China Development Bank (CDB) has agreed to lend up to 65 billion yuan (US$10bn) to Russia’s Vnesheconombank (VEB) for financing projects under
Beijing’s Belt and Road initiative and the Moscow-led Eurasian Economic Union (EAEU).
The two state-owned development banks signed a framework agreement in Beijing on the sidelines of Russian President Vladimir Putin’s state visit to China last week. It follows up on a pledge made by Putin and Chinese President Xi Jinping in 2015 to seek an integration of the EAEU and the Chinese trade and infrastructure initiative, according to the Russian bank.
Under the agreement, CDB and VEB could co-finance some 70 projects approved by the parties, especially in the Arctic region.
“Within this coordination, we have a number of major projects, in particular those on the Northern Sea Route and China-Europe high-speed link. Currently, there are about seventy projects we could co-finance, which would greatly contribute to coordinating integration processes,” VEB Chairman Igor Shuvalov said in a press release.
“Cooperation between VEB and CDB will significantly contribute to integration processes in Eurasia,” he continued.
The loan deal is the biggest yet between VEB and CDB, which have signed credit agreements worth more than US$10bn over the past 12 years. The two banks had been in talks about loan terms and interest rates since November last year, according to Vedomosti.
US and EU sanctions placed on VEB over the Ukraine conflict prevent it from raising money in Western capital markets.
China’s Arctic ambitions
China and Russia are seeking to strike a delicate balance between cooperation and competition in Central Asia, the Russian Far East and the Arctic.
The Belt and Road initiative was proposed by Xi in 2013 to boost China’s trade links with up to 70 countries, from Asia to Europe and Africa, including every member of the Eurasian Economic Union – Armenia, Belarus, Kazakhstan, Kyrgyzstan and Russia.
China has so far launched direct Belt and Road cargo train links to 42 cities in 14 European countries, with most of them passing through Kazakhstan, Russia, Belarus and Poland to destinations in western and southern Europe.
Last year, Beijing moved to include an Arctic sea route linking China to Europe in its ambitious initiative. The Polar Silk Road would make use of the Northern Sea Route, which is a shipping lane running between the Pacific Ocean and the Atlantic Ocean along Russia’s northern coast.

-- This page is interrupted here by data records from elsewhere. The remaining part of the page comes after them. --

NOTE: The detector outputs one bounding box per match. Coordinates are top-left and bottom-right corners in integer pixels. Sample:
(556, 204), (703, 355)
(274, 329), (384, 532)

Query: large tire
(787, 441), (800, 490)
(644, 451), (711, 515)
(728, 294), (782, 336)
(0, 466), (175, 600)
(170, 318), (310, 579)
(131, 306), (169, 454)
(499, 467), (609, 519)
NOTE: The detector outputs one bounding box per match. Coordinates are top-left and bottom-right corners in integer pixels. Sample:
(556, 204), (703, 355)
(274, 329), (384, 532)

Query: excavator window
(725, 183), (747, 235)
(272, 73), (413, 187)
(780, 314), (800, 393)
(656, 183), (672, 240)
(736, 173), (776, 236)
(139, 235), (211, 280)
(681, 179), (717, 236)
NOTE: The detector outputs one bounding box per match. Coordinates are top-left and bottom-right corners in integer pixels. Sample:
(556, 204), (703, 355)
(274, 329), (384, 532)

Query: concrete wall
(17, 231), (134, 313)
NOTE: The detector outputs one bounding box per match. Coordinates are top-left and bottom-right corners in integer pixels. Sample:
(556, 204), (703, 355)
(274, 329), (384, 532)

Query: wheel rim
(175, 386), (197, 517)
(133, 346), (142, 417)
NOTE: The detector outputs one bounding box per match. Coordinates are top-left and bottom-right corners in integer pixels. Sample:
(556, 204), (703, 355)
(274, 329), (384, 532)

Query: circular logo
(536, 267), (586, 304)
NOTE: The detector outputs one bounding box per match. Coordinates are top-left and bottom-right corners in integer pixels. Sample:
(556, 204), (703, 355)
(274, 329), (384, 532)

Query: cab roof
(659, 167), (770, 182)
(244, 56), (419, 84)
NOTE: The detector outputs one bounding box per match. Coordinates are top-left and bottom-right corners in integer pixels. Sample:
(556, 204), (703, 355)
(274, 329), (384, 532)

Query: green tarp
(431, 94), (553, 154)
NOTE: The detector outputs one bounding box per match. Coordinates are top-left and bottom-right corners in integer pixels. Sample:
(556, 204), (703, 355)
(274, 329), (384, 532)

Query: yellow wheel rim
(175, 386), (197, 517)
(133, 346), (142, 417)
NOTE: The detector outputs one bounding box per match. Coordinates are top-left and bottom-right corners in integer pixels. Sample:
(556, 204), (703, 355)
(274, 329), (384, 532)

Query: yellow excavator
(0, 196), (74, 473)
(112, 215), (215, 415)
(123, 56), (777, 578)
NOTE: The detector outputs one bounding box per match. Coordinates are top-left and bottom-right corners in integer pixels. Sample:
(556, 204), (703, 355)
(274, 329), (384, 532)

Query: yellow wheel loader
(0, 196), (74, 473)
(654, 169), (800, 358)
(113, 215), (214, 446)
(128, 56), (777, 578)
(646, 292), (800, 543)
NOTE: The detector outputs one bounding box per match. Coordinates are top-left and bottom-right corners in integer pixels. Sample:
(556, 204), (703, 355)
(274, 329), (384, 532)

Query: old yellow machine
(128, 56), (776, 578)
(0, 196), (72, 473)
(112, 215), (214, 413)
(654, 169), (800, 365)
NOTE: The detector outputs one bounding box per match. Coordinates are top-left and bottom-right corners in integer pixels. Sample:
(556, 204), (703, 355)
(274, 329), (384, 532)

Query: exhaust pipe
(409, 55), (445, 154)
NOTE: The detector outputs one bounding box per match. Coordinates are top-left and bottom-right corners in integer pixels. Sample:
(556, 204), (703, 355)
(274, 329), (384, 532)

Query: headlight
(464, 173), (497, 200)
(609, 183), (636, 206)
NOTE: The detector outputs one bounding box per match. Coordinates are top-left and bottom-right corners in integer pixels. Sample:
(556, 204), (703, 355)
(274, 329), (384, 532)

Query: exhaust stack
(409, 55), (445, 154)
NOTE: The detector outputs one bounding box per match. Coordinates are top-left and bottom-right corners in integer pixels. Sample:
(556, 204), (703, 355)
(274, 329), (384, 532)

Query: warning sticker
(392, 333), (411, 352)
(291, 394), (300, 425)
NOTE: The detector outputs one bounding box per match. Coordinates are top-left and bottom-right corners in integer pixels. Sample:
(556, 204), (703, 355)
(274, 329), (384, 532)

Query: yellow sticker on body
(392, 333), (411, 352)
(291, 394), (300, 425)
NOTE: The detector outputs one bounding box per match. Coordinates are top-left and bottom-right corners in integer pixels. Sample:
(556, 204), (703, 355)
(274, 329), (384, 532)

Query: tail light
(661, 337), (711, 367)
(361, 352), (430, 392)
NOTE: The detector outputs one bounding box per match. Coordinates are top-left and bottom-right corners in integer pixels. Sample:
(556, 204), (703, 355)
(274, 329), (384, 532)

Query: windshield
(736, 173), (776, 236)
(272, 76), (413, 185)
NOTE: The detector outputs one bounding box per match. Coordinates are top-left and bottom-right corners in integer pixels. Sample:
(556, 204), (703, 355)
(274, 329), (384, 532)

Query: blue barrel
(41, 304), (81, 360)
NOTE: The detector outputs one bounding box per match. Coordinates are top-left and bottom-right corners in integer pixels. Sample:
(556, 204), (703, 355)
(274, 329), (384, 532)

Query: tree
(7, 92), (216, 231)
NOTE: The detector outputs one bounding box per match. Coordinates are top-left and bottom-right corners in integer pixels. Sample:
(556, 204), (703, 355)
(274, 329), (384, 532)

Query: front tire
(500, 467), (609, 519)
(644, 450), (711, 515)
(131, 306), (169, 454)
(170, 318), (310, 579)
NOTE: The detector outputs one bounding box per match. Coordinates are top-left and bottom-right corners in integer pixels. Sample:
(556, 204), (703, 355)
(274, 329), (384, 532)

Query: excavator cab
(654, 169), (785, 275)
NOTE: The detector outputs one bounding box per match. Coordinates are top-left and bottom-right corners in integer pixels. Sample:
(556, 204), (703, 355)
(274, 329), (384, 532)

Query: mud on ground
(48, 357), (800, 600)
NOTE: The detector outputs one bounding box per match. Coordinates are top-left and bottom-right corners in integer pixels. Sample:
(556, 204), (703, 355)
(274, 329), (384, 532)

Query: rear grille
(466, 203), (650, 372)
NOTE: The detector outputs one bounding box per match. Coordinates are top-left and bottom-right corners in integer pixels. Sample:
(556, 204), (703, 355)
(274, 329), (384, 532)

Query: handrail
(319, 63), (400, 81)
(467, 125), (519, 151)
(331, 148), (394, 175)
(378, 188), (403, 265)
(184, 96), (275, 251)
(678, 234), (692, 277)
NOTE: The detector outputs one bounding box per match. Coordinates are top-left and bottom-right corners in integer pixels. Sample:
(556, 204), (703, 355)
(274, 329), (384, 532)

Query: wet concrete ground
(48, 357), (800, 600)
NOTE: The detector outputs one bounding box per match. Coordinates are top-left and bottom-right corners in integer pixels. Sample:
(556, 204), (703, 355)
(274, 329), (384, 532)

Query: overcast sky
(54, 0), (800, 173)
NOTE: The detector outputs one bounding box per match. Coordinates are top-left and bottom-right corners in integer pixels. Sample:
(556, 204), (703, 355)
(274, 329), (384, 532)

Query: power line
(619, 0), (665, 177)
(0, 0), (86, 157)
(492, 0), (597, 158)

For its part, Russia has promoted the Northern Sea Route as an alternative route that would help cut shipping times from Shanghai to Rotterdam by about a week compared to the journey through the Strait of Malacca and the Suez Canal.

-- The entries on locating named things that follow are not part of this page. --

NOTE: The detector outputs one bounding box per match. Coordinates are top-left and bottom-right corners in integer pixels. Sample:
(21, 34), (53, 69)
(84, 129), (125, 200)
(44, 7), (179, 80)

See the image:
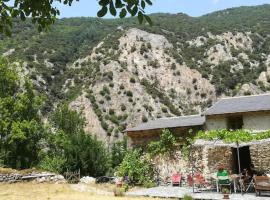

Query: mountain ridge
(0, 5), (270, 143)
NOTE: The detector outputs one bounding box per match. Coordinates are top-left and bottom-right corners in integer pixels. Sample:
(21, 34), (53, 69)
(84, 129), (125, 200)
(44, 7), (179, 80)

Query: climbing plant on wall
(195, 129), (270, 143)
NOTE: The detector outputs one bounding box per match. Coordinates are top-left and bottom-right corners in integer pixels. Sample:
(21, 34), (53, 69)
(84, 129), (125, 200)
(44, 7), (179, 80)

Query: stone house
(126, 115), (205, 147)
(126, 94), (270, 176)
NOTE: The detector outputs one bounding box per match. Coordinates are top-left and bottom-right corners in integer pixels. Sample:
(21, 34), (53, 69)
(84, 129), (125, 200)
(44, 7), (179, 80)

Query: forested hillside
(0, 5), (270, 143)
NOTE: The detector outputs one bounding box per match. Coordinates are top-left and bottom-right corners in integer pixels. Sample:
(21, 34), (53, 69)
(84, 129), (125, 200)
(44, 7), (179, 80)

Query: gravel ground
(126, 186), (270, 200)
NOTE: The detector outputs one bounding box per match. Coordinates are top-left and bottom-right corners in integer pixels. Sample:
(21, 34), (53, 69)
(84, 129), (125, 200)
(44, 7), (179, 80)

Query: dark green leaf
(130, 6), (138, 16)
(119, 8), (127, 18)
(97, 6), (108, 17)
(99, 0), (110, 6)
(144, 15), (153, 26)
(145, 0), (152, 6)
(110, 1), (116, 16)
(20, 12), (26, 21)
(138, 11), (143, 24)
(115, 0), (124, 8)
(141, 0), (145, 9)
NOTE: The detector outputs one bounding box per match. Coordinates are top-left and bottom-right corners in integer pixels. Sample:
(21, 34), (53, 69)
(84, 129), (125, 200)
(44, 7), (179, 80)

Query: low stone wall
(153, 147), (203, 184)
(0, 172), (66, 183)
(249, 142), (270, 171)
(154, 142), (270, 183)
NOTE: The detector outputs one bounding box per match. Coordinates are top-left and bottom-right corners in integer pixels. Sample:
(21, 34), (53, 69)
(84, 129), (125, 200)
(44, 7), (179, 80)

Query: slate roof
(126, 115), (205, 132)
(203, 93), (270, 115)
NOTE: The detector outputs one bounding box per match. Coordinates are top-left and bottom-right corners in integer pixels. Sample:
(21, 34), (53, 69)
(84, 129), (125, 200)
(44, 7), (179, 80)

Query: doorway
(232, 146), (251, 174)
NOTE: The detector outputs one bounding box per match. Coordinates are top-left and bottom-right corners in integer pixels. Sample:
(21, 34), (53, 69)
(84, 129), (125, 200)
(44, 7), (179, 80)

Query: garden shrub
(117, 150), (154, 185)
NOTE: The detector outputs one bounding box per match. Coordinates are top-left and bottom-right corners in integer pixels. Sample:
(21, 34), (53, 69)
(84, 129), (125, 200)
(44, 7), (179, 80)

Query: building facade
(127, 94), (270, 177)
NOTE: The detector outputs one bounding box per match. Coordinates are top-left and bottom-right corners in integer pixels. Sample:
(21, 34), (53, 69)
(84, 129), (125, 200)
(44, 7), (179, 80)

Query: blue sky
(56, 0), (270, 17)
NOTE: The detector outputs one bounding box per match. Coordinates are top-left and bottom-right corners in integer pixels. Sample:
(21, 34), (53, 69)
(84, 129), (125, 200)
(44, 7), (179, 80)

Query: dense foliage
(148, 129), (176, 156)
(0, 0), (152, 35)
(195, 129), (270, 143)
(40, 104), (110, 176)
(117, 150), (154, 185)
(0, 5), (270, 115)
(0, 59), (112, 176)
(0, 59), (44, 169)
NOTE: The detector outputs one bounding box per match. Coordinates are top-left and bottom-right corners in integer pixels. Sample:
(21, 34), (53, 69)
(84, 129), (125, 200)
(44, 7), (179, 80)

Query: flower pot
(223, 194), (230, 199)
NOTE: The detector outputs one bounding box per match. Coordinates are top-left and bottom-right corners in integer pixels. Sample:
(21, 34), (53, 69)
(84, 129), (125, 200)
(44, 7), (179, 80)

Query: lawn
(0, 183), (157, 200)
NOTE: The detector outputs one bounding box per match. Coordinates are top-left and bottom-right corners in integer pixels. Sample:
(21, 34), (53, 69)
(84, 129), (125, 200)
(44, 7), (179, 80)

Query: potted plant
(113, 187), (125, 197)
(222, 188), (230, 199)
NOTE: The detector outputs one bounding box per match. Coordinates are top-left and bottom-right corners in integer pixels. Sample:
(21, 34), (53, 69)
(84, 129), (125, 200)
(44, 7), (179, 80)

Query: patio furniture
(217, 175), (232, 193)
(254, 176), (270, 196)
(172, 173), (182, 186)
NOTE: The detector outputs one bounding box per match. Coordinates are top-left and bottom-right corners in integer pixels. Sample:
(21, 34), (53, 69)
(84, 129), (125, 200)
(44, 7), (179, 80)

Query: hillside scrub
(0, 59), (113, 176)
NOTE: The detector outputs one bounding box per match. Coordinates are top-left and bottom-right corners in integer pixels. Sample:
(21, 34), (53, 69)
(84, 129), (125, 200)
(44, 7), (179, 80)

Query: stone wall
(243, 112), (270, 131)
(205, 115), (227, 130)
(204, 146), (233, 176)
(0, 172), (66, 183)
(205, 111), (270, 132)
(153, 147), (203, 184)
(153, 141), (270, 184)
(249, 142), (270, 171)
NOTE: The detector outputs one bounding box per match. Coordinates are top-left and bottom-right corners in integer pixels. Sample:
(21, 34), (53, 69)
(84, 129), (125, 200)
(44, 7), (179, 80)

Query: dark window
(227, 116), (243, 130)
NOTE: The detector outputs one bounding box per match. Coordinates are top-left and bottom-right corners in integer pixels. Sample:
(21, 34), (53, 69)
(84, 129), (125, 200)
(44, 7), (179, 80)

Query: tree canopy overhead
(0, 0), (152, 34)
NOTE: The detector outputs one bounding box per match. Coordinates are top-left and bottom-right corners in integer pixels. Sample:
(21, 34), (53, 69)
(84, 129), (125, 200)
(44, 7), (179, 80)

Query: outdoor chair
(254, 176), (270, 196)
(187, 173), (211, 192)
(172, 173), (182, 186)
(217, 175), (232, 193)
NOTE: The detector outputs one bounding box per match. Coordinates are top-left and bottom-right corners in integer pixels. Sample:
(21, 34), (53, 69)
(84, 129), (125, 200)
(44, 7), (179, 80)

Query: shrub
(171, 63), (176, 70)
(126, 90), (133, 97)
(121, 104), (127, 111)
(38, 155), (66, 173)
(130, 77), (136, 83)
(161, 107), (168, 113)
(119, 84), (125, 90)
(130, 45), (136, 53)
(101, 120), (109, 131)
(105, 95), (112, 101)
(117, 150), (154, 185)
(142, 115), (148, 123)
(148, 129), (176, 155)
(183, 194), (193, 200)
(109, 108), (115, 115)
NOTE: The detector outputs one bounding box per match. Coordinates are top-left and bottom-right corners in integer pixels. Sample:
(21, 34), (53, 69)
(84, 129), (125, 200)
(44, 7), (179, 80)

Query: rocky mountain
(0, 5), (270, 143)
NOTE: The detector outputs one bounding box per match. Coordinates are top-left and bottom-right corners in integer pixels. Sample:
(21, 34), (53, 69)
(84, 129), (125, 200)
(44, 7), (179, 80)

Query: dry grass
(0, 183), (158, 200)
(0, 167), (42, 175)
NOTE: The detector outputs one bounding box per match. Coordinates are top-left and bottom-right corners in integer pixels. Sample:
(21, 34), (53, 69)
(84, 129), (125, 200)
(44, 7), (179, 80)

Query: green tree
(51, 103), (85, 135)
(117, 150), (153, 184)
(44, 104), (111, 176)
(0, 59), (44, 169)
(111, 137), (127, 168)
(0, 0), (152, 34)
(148, 129), (176, 155)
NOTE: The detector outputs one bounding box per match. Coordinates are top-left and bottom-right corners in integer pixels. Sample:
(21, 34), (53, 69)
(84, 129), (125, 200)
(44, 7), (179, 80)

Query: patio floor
(126, 186), (270, 200)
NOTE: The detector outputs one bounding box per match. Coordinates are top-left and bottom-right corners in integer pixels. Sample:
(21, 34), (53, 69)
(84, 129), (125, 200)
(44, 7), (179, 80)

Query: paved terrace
(126, 186), (270, 200)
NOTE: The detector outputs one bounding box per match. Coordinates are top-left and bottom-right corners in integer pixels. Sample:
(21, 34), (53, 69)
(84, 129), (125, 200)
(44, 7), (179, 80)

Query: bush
(161, 107), (168, 113)
(121, 104), (127, 111)
(119, 84), (125, 90)
(38, 156), (67, 173)
(130, 77), (136, 83)
(117, 150), (154, 185)
(183, 194), (193, 200)
(142, 115), (148, 123)
(109, 108), (115, 115)
(126, 90), (133, 97)
(148, 129), (176, 155)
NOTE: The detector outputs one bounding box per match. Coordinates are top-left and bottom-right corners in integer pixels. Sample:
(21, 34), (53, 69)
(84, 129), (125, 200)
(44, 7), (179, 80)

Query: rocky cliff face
(68, 28), (269, 142)
(0, 5), (270, 144)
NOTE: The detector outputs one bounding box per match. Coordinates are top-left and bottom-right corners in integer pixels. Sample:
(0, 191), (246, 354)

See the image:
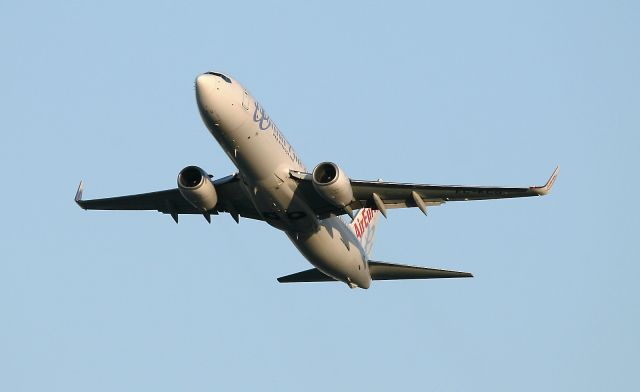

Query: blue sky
(0, 1), (640, 392)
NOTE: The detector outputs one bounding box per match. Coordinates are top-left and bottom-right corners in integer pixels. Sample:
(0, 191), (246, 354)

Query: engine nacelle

In its first Arctic policy, released in January, China called itself a “near-Arctic state” and said it hopes to cooperate with other countries in the exploration and development of the region and its vast natural resources, which are expected to become available as ice melts due to global warming.
China is cooperating with Russia in a liquefied gas (LNG) project on the Yamal Peninsula, which lies along the Northern Sea Route and has boosted cargo traffic in the shipping lane.
The US$27bn project started commercial operations in December, largely thanks to loans worth US$12bn from CDB and Export-Import Bank of China. In addition, the Shanghai-based Silk Road Fund has invested US$1bn for a 9.9 percent stake in the project.
While Chinese money may be needed to realise infrastructure development goals in the Russian Arctic, Moscow remains keen to protect its sovereignty over the region.